Version 9
Visibility: Open to anyone

    RCA published 2013-12-27:

    Incident Start Time

    2013-12-23 2:08AM PST
    Duration

    The first set of impacted sites started to recover at 9:40 AM PST, with all impacted sites recovered by 1:40 PM PST.

    User impactImpacted sites were either unavailable, or experienced limited or poor performance during this event.
    Executive SummaryEssential infrastructure switches failed due to a bug that caused them to be overloaded.
    Root CauseThe infrastructure switches experienced hash index collisions which caused problems with learning new MAC addresses in the forwarding database.  The number of hosts in use exceeded the rate of MAC learning / forwarding table insertion that the software version was able to handle, despite being well within documented hardware limits and running a recent version of the software.  This was not caused by any hard limits of the hardware for MAC or ARP learning.
    Remediation plan

    The immediate remediation was completed by upgrading the software on the switches during the outage. There are many additional action items to remove and/or minimize the impact for any events in the future. These include:

    • Maintenance on 2013-12-28 at 10pm PST to reinforce network redundancies
    • Working closely with vendors to enhance procedures to identify and prioritize critical patches
    • Implementing a new design to further segment failure domains
    • Further automating the manual recovery effort required during an incident of this scale
    • Improve communication procedures around incidents of this nature

     

        

        

        

     

    Historical updates below

    Update: The network issue has been patched and we are in a fully operational state.  We have now fully restored all affected sites, and UAT environments.  If you continue to see any issues with your Jive instance, please contact support and they will be happy to assist you.  Thank you again for your patience.
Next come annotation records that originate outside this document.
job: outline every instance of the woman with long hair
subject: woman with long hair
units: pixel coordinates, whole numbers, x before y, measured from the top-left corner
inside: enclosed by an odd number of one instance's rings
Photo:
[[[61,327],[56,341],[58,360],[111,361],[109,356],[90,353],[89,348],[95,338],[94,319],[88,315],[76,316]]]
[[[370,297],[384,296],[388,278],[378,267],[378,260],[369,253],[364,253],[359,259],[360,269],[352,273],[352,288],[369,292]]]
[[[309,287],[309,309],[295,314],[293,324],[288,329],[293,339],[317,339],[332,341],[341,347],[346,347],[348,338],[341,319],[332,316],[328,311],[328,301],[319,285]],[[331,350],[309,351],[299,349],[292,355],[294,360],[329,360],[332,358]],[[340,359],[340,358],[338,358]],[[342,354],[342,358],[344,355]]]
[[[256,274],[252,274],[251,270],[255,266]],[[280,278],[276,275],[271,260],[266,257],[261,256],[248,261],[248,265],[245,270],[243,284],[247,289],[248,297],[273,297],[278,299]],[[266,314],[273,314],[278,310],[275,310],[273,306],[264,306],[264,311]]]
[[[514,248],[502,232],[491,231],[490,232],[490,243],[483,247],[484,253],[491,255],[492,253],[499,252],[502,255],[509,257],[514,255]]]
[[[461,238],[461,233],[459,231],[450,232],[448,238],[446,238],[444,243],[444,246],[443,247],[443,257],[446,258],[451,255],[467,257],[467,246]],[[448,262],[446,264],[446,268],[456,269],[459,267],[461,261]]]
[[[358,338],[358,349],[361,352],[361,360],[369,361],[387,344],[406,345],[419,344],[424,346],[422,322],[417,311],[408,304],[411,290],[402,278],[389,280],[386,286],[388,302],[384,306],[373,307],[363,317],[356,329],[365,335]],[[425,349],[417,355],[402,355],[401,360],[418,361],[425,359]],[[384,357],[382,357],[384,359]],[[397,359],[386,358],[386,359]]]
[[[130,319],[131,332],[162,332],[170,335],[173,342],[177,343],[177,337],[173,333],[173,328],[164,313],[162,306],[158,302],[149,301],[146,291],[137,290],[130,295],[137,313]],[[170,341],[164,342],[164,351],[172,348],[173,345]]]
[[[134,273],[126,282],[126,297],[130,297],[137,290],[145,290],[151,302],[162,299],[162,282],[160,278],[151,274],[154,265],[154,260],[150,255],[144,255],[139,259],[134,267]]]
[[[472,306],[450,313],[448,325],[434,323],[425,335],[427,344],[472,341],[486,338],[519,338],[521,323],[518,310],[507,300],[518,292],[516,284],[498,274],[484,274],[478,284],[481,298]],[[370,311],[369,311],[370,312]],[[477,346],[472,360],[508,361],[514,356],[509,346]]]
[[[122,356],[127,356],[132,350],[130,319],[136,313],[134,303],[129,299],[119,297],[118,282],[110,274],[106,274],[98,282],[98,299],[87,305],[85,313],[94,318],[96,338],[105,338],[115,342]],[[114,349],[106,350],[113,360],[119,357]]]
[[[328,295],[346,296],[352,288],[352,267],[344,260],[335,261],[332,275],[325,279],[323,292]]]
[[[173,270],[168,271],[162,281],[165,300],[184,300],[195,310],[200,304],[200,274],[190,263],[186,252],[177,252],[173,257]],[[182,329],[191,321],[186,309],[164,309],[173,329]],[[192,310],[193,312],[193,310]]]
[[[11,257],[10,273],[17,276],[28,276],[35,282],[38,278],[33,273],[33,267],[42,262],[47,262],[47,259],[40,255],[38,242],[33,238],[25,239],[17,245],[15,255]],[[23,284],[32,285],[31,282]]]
    Detail: Somewhere around 2:30am PST our NOC identified a sporadic network issue, seeing packet loss and loss of specific routes within our datacenter affecting substantial portion of our customers.  To troubleshoot, we moved traffic from our primary core switch to our secondary switch - which temporarily resolved the issue.  In parallel we worked with Juniper support to verify the bug we were encountering, and update our primary switch module.  As we were doing this, the secondary switch began to show similar signs of failure.  The networking team worked quickly to update the code on the primary switch, then forced all traffic through it.  Finally, the second switch was updated and traffic resumed normal operations.  The Hosted Operations and NOC team then worked to restore individual customer sites.  The specific bug we ran into was around hash index collisions causing issues with the learning of new MAC addresses into the Forwarding DB and causing specific race conditions.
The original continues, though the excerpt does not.